Loading Images from Disk

image_dataset_from_directory reads images organized into class-named subdirectories. It handles resizing, batching, and optional validation split.

from tensorflow import keras

# Directory structure:
# data/train/cats/  ← images
# data/train/dogs/  ← images

train_ds = keras.utils.image_dataset_from_directory(
    'data/train/',
    image_size=(224, 224),
    batch_size=32,
    label_mode='int',    # integer labels; use 'categorical' for one-hot
    seed=42,
    validation_split=0.2,
    subset='training',
)

val_ds = keras.utils.image_dataset_from_directory(
    'data/train/',
    image_size=(224, 224),
    batch_size=32,
    label_mode='int',
    seed=42,
    validation_split=0.2,
    subset='validation',
)

# Add AUTOTUNE prefetch
train_ds = train_ds.prefetch(tf.data.AUTOTUNE)
val_ds = val_ds.prefetch(tf.data.AUTOTUNE)

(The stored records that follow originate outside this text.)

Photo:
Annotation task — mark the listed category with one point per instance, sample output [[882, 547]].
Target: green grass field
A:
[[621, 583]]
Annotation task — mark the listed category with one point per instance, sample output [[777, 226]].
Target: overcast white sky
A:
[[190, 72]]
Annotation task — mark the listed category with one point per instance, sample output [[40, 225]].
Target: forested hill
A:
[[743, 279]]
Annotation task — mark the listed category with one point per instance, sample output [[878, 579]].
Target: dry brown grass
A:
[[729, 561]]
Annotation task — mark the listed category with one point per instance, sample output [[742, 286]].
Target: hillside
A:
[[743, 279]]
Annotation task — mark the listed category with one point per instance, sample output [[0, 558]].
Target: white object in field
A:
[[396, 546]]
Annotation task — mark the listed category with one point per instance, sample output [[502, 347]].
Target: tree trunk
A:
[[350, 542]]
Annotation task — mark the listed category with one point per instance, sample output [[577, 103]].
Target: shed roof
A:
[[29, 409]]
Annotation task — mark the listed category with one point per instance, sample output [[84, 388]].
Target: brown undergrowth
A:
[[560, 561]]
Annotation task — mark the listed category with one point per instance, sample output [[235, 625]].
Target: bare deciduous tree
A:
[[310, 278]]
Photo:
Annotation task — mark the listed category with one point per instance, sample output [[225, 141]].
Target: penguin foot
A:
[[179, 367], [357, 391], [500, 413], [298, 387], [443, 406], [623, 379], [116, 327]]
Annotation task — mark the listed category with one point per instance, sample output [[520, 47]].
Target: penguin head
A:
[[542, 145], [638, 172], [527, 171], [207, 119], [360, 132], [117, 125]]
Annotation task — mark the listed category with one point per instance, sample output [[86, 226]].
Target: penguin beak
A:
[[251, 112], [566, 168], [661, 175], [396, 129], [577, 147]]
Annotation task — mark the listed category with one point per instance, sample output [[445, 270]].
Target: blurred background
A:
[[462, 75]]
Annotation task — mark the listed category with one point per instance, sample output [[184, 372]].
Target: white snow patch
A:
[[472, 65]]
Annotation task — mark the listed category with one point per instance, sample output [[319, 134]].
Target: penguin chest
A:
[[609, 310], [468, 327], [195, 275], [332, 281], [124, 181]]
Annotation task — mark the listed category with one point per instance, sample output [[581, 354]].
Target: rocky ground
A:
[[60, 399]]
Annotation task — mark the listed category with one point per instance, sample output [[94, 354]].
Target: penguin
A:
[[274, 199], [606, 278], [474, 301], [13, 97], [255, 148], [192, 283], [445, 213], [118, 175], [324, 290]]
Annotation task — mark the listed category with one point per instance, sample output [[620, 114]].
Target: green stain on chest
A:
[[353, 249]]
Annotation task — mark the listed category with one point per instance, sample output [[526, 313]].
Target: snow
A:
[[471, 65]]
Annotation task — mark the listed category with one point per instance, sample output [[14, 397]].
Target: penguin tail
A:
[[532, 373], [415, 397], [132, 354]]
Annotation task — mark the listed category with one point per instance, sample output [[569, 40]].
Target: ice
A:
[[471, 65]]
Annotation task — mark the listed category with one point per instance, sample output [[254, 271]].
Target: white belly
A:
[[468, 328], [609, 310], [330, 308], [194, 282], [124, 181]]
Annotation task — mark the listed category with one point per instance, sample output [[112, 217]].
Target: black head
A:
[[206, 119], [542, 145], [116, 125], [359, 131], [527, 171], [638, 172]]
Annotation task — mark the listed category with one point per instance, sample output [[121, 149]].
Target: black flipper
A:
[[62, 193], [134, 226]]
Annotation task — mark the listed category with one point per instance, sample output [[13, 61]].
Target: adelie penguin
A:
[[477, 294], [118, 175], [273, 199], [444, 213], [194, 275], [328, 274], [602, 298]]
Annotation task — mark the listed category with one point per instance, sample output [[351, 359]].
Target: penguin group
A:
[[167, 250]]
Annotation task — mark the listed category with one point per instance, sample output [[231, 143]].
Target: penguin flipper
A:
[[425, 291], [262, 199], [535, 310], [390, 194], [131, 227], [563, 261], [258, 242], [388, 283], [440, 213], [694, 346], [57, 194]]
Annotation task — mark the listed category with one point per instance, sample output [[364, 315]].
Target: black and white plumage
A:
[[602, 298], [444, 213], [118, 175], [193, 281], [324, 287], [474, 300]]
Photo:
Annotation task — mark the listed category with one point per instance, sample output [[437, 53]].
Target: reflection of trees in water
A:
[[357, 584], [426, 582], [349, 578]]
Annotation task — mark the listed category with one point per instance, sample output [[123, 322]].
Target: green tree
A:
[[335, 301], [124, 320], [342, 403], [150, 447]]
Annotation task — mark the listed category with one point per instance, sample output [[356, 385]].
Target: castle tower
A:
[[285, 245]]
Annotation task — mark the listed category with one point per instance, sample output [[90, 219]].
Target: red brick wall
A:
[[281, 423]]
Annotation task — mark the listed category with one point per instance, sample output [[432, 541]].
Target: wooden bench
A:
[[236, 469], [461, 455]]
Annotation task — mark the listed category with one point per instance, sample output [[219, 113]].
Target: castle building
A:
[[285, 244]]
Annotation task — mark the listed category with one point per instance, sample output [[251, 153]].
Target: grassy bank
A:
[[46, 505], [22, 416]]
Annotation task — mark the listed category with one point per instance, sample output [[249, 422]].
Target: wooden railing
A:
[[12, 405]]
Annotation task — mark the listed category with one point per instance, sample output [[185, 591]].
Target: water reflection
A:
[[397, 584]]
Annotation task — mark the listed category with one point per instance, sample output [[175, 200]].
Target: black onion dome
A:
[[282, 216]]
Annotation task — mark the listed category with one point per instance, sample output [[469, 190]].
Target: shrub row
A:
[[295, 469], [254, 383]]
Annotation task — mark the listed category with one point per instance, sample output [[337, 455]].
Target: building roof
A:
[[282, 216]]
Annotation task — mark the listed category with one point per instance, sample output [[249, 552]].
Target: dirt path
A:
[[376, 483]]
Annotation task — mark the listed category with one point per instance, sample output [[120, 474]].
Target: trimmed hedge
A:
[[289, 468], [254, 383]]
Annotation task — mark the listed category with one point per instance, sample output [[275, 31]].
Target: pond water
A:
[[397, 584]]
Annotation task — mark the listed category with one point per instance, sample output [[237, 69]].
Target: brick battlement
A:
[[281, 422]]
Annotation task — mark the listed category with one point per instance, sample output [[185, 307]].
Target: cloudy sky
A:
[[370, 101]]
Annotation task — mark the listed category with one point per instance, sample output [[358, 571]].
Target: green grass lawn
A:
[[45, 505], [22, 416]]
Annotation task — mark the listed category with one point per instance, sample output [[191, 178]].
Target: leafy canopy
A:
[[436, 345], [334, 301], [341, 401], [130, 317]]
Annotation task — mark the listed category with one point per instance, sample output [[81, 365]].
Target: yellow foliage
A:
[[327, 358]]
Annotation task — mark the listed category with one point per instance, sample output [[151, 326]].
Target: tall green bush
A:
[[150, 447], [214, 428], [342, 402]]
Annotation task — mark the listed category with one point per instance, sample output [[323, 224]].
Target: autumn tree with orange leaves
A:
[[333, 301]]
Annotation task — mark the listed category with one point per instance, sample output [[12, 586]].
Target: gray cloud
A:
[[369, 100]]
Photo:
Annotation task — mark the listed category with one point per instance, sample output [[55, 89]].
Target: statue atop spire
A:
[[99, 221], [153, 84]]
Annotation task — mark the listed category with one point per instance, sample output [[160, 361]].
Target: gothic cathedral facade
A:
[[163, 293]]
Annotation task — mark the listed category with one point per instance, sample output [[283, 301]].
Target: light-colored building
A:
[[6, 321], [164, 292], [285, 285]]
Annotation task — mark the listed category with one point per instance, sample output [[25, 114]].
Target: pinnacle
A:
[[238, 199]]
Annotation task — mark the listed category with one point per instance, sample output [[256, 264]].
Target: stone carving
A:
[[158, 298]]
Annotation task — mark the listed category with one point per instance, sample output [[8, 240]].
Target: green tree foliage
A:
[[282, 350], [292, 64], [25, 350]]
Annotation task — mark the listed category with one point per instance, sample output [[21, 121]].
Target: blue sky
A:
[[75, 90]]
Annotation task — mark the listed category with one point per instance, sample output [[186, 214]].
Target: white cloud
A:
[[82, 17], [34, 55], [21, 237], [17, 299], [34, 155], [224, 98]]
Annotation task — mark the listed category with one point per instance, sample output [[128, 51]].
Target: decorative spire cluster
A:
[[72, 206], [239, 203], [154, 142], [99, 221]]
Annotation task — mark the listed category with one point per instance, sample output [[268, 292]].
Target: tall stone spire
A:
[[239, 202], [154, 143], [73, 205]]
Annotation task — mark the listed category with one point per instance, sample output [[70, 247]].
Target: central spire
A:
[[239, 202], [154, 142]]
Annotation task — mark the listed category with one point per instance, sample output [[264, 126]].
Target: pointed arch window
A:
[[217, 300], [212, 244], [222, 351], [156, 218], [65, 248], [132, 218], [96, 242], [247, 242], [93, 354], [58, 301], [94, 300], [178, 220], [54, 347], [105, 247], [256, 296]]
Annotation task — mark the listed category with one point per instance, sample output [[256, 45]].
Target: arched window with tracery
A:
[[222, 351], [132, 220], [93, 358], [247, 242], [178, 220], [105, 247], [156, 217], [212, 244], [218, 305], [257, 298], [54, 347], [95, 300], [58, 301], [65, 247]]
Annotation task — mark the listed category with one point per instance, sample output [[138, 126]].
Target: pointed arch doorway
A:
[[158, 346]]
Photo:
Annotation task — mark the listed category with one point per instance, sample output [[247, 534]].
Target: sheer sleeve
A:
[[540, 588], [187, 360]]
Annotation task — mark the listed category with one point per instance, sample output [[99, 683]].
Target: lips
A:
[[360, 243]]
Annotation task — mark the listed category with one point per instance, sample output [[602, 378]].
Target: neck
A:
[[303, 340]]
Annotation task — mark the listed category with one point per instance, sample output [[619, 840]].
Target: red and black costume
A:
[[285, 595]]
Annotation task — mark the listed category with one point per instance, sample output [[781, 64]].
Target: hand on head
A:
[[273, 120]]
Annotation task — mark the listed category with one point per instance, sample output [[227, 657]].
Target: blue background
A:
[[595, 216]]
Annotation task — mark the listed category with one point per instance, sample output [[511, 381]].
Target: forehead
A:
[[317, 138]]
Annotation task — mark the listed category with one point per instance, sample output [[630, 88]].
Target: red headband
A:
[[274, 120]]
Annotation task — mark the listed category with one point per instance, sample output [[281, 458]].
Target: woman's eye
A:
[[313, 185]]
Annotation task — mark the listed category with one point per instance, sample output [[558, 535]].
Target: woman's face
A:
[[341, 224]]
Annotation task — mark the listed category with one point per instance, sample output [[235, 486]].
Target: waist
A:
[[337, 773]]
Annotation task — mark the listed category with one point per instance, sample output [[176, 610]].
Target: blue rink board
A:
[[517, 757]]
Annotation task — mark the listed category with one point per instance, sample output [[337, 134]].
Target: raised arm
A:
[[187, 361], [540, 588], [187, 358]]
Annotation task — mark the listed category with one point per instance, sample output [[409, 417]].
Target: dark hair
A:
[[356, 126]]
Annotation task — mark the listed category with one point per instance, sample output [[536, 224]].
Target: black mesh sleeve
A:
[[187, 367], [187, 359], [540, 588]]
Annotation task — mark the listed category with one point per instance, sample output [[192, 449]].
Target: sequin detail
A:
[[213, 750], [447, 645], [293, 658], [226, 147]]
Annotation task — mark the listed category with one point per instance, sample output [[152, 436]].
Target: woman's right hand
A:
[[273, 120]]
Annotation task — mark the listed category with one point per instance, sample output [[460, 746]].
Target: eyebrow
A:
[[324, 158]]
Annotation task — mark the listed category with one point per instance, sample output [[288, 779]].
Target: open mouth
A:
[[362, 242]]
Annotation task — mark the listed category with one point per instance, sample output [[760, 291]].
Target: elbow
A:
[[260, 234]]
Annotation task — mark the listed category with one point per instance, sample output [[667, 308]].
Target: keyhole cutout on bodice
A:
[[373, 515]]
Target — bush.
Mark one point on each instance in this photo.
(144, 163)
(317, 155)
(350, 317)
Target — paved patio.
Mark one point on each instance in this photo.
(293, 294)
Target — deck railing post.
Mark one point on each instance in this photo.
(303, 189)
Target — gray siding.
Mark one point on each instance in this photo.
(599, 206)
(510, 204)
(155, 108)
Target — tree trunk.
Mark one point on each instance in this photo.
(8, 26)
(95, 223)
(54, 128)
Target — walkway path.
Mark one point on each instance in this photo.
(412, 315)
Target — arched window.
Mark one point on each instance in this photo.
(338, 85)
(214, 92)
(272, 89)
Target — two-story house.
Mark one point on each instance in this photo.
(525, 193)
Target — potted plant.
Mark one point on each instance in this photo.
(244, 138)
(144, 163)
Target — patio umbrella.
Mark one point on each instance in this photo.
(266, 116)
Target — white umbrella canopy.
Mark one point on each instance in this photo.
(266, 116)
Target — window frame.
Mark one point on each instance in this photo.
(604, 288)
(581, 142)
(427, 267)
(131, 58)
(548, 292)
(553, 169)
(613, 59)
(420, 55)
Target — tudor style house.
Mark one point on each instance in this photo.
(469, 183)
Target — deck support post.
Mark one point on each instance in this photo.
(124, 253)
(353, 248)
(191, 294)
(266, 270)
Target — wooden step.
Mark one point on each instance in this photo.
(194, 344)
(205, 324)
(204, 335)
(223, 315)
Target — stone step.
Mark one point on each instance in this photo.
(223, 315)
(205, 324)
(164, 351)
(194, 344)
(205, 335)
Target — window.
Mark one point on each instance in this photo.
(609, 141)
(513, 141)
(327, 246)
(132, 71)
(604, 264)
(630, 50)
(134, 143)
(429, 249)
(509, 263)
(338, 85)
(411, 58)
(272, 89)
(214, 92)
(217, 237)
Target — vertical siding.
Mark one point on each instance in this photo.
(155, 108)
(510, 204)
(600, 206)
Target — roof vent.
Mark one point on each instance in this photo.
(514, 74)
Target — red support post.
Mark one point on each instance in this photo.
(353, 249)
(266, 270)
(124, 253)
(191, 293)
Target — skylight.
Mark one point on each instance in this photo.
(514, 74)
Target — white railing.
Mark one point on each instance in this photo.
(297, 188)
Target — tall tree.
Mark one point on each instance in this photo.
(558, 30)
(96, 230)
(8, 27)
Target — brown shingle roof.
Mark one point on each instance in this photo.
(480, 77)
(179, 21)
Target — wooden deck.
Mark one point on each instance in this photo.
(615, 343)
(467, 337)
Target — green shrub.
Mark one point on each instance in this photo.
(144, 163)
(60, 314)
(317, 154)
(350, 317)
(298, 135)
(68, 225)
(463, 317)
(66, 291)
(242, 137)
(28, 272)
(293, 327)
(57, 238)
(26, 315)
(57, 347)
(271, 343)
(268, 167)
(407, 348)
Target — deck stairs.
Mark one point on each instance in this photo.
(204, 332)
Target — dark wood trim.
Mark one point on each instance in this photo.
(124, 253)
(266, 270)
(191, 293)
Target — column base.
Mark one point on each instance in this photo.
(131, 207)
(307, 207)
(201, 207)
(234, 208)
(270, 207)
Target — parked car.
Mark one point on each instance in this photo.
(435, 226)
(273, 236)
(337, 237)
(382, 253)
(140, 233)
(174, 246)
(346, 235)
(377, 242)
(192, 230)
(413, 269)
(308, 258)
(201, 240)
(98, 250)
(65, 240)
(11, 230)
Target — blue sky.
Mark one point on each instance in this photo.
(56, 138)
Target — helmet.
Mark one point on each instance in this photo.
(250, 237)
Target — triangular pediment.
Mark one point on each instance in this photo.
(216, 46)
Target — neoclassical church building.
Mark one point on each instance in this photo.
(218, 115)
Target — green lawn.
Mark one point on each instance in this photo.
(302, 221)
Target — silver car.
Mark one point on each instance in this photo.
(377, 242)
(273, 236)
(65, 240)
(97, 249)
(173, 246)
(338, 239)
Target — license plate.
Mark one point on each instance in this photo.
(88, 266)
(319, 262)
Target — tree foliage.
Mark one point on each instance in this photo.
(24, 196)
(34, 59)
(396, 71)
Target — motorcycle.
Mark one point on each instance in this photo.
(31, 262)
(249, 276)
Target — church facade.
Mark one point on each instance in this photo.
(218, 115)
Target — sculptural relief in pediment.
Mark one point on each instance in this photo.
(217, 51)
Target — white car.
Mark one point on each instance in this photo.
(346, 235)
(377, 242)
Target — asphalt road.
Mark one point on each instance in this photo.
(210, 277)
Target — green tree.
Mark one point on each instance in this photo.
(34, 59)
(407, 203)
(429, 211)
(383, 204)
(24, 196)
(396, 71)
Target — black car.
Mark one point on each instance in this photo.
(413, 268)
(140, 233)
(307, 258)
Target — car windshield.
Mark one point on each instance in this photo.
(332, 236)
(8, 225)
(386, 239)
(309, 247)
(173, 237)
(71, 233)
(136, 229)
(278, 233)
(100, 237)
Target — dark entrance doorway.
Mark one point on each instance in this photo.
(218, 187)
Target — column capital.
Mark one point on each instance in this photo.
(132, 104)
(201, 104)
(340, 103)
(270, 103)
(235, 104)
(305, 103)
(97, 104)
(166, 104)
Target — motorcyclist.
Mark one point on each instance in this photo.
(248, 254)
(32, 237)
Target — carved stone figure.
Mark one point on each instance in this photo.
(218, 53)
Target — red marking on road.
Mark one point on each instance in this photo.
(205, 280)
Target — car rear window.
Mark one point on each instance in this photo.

map — Apply Transformations

Use .map() to apply any preprocessing function element-wise. Run it before .batch() to work on individual samples, or after to work on full batches.

import tensorflow as tf

def normalize(image, label):
    image = tf.cast(image, tf.float32) / 255.0
    return image, label

def augment(image, label):
    image = tf.image.random_flip_left_right(image)
    image = tf.image.random_brightness(image, max_delta=0.1)
    return image, label

train_ds = (
    tf.data.Dataset.from_tensor_slices((image_paths, labels))
    .map(load_image, num_parallel_calls=tf.data.AUTOTUNE)
    .map(normalize, num_parallel_calls=tf.data.AUTOTUNE)
    .map(augment, num_parallel_calls=tf.data.AUTOTUNE)
    .shuffle(500)
    .batch(32)
    .prefetch(tf.data.AUTOTUNE)
)

cache — Speed Up Repeated Epochs

.cache() stores the dataset in memory (or on disk) after the first epoch. Without it, disk reads happen every epoch. Place it after expensive operations but before shuffling.

import tensorflow as tf

train_ds = (
    tf.data.Dataset.from_tensor_slices((X_train, y_train))
    .map(preprocess, num_parallel_calls=tf.data.AUTOTUNE)
    .cache()                  # cache after preprocessing — only done once
    .shuffle(1000)
    .batch(32)
    .prefetch(tf.data.AUTOTUNE)
)

Tip

Quick decision guide:

  • Structured/tabular data → Sequential with Dense layers, Adam optimizer, start simple
  • Image classification → CNN or pretrained MobileNetV2/EfficientNet with transfer learning
  • Sequence/time series → LSTM or 1D Conv; normalize inputs to zero mean, unit variance
  • NLP → Embedding layer + LSTM, or use a pretrained HuggingFace transformer
  • Any training plateaus → check learning rate first, then regularization, then architecture

Warning

  • Always call model.compile() after changing layer.trainable during fine-tuning — Keras needs to recompute the gradient graph.
  • validation_split takes the last fraction of your data in order. For time series this leaks future data. Use validation_data with an explicit split instead.
  • model.predict() returns NumPy arrays; model(x, training=False) returns a tensor. For inference pipelines, prefer predict().
  • The .keras format is the recommended save format in TF2.x. The older .h5 format has limitations with custom objects.